There is on-going controversy regarding the potential for increased respiratory effort to generate patient self-inflicted lung injury (P-SILI) in spontaneously breathing patients with COVID-19 acute hypoxaemic respiratory failure. However, direct clinical evidence linking increased inspiratory effort to lung injury is scarce. We adapted a computational simulator of cardiopulmonary pathophysiology to quantify the mechanical forces that could lead to P-SILI at different levels of respiratory effort. In accordance with recent data, the simulator parameters were manually adjusted to generate a population of 10 patients that recapitulate clinical features exhibited by certain COVID-19 patients, i.e., severe hypoxaemia combined with relatively well-preserved lung mechanics, being treated with supplemental oxygen

Results

Simulations were conducted at tidal volumes (VT) and respiratory rates (RR) of 7 ml/kg and 14 breaths/min (representing normal respiratory effort) and at VT/RR of 7/20, 7/30, 10/14, 10/20 and 10/30 ml/kg / breaths/min. While oxygenation improved with higher respiratory efforts, significant increases in multiple indicators of the potential for lung injury were observed at all higher VT/RR combinations tested. Pleural pressure swing increased from 12.0 ± 0.3 cmH_2O at baseline to 33.8 ± 0.4 cmH_2O at VT/RR of 7 ml/kg/30 breaths/min and to 46.2 ± 0.5 cmH_2O at 10 ml/kg/30 breaths/min. Transpulmonary pressure swing increased from 4.7 ± 0.1 cmH_2O at baseline to 17.9 ± 0.3 cmH_2O at VT/RR of 7 ml/kg/30 breaths/min and to 24.2 ± 0.3 cmH_2O at 10 ml/kg/30 breaths/min. Total lung strain increased from 0.29 ± 0.006 at baseline to 0.65 ± 0.016 at 10 ml/kg/30 breaths/min.
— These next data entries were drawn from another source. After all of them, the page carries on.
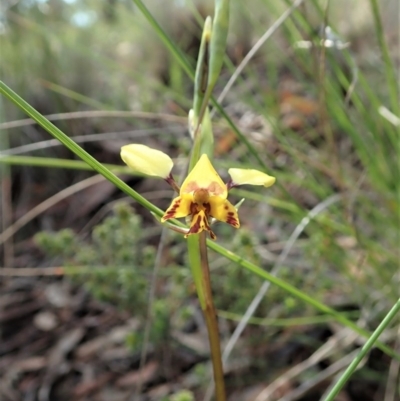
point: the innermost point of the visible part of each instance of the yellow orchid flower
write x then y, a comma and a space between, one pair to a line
203, 194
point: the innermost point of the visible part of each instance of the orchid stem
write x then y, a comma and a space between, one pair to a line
212, 323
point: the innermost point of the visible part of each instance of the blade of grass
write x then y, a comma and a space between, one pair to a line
364, 350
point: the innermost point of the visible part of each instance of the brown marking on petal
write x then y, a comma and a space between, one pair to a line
196, 227
212, 235
170, 213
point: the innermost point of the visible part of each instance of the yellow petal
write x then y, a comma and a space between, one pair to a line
223, 210
204, 176
180, 207
146, 160
200, 223
249, 176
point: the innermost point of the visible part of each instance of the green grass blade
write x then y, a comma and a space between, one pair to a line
101, 169
75, 148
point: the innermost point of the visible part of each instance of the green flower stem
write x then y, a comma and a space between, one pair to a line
364, 350
184, 63
298, 294
210, 316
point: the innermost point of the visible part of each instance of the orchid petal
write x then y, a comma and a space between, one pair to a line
249, 176
146, 160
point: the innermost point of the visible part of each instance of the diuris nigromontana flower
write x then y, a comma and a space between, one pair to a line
203, 194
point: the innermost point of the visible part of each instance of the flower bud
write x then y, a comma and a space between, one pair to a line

Mechanical power increased from 1.6 ± 0.1 J/min at baseline to 12.9 ± 0.2 J/min at VT/RR of 7 ml/kg/30 breaths/min, and to 24.9 ± 0.3 J/min at 10 ml/kg/30 breaths/min. Driving pressure increased from 7.7 ± 0.2 cmH_2O at baseline to 19.6 ± 0.2 cmH_2O at VT/RR of 7 ml/kg/30 breaths/min, and to 26.9 ± 0.3 cmH_2O at 10 ml/kg/30 breaths/min

Conclusions

Our results suggest that the forces generated by increased inspiratory effort commonly seen in COVID-19 acute hypoxaemic respiratory failure are comparable with those that have been associated with ventilator-induced lung injury during mechanical ventilation. Respiratory efforts in these patients should be carefully monitored and controlled to minimise the risk of lung injury.